気象予報士になるために必要なものは、「学歴」でも「職歴」でも「年齢」でもありません。

一般財団法人である気象業務支援センターが実施する「気象予報士試験」に合格し、気象庁への登録をすることが、まず何よりも必要なことです。

これは、気象業務法の改正によって平成6年度に導入された制度で定められていることです。

気象予報は人命にも関わるほどの重要な情報なので、この資格がなければ、気象に関してどれほど詳しい知識を持っていたとしても気象予報業務を行うことはできません。

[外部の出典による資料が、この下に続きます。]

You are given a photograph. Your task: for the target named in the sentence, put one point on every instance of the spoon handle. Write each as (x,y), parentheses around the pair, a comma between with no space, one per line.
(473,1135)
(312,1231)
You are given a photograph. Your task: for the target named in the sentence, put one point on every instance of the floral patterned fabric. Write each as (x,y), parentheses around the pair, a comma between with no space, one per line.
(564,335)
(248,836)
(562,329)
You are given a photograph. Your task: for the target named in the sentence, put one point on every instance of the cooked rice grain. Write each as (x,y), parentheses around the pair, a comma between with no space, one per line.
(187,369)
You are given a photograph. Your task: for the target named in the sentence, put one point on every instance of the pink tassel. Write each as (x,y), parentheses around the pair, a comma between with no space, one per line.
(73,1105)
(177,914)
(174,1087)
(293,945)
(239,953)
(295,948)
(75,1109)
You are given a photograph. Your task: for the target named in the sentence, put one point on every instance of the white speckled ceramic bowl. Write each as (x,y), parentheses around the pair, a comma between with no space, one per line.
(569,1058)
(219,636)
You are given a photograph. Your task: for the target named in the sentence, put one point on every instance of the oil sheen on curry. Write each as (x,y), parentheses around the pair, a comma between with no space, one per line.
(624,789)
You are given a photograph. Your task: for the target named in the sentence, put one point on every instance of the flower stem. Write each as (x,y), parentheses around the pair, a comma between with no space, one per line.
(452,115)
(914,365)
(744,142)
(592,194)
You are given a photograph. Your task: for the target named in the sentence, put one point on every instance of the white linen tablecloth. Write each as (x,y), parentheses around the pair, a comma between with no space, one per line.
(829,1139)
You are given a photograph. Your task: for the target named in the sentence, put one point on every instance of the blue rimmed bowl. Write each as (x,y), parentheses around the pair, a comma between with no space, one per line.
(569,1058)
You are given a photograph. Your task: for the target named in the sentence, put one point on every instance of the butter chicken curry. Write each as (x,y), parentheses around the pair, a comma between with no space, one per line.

なお、資格取得のための試験は学歴や年齢に関係なく誰もが受験することができます。多くの人にチャンスがあると考えてよいでしょう。

求められる素質とは

では、資格以外に気象予報士に求められるものは何でしょうか?

まず、一番大切なのは自然界に対して強い関心を持っていることです。

空の色や雲の形、風の強さや雨の匂いなど、あらゆる事象に興味を抱き、「どうしてこうなっているんだろう?」「これからどう変わっていくんだろう?」と疑問を持って勉強し続けることが、気象予報士として活躍するための土台となるでしょう。

また、気象予測はたくさんのデータの分析の上に成り立っているものなので、情報を整理したり判断したりする能力も欠かせません。

論理的な思考ができる人でなければ務まらない職業です。

メディア関係で働いている人や民間の気象会社で働いている人は、締め切りが迫り時間に追われているなかで予報の原稿を作らなければいけないことも多々あります。

どんなときも冷静に考えることも大切です。

もうひとつ、気象予報士に求められる素質は、アウトプットの能力でしょう。

とくに気象予報は難しい専門用語が多い世界なので、難しい言葉を使うことなく知識のない人にもわかりやすく説明できることが求められます。

気象予報士をめざすのであれば、文章力を磨く努力をしたほうがよいでしょう。